Wavelets and Image Compression

Image Approximation

The ideas for one dimensional signal approximation using fewer coefficients were developed previously. These ideas can be extended to \(2D\) signals, ie. images. It was also shown that Nonlinear Approximation results in better performance than linear approximation.Recall that Nonlinear approximation consists of selecting \(M\) largest coefficients instead of the first \(M\) coefficients as in Linear case. Nonlinear approximation performance for wavelets is significantly better than in the linear case as quite a few large coefficients exist at every scale of signal decomposition. In the images case, we'll stick with nonlinear approximation owing to its superior performance.

Approximation Example: Lena Image Approximation using \(1/50\) coefficients

As an example of approximation , consider the Lena image approximation using Fourier Transform and Wavelet Transform. Algorithms are same as in the \(1D\) case.

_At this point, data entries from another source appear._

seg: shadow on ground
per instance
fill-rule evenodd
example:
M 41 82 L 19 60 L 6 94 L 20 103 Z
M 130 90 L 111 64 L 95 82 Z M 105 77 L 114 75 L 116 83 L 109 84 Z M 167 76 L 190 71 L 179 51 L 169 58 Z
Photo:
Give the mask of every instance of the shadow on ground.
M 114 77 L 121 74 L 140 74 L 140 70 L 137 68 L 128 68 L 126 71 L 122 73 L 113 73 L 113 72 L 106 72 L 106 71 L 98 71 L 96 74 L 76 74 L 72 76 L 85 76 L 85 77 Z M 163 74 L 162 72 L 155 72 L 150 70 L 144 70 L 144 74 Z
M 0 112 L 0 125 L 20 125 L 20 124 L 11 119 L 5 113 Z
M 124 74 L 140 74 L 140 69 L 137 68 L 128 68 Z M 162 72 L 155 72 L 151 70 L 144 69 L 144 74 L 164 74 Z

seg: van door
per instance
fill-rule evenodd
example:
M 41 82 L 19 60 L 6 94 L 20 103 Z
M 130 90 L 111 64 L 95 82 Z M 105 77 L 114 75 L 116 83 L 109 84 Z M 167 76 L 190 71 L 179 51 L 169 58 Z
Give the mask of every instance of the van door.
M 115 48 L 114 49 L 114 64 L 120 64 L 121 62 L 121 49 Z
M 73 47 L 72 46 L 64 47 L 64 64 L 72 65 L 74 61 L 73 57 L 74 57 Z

Original 512X512 Lena Image

In Fourier case, we take the fourier transform of the image and retain only the largest one out of fifty coefficients while setting the rest equal to zero and then we reconstruct the image using only largest \(2\%\) coefficients . The reconstructed image is shown below.

Lena Image Fourier Approximation using only largest 2% coefficients

Next we repeat the same approximation process with Wavelet Method. We take \(J=4\) stage Discrete Wavelet Transform (derived from Db2 wavelets) of the Lena image, choose the largest \(\frac{1}{50}\) coefficients while setting the rest equal to zero. Then the Inverse Discrete Wavelet Transform is taken using these new coefficients. The resulting Image is shown below and is seen to be superior reconstruction compared to the Fourier case.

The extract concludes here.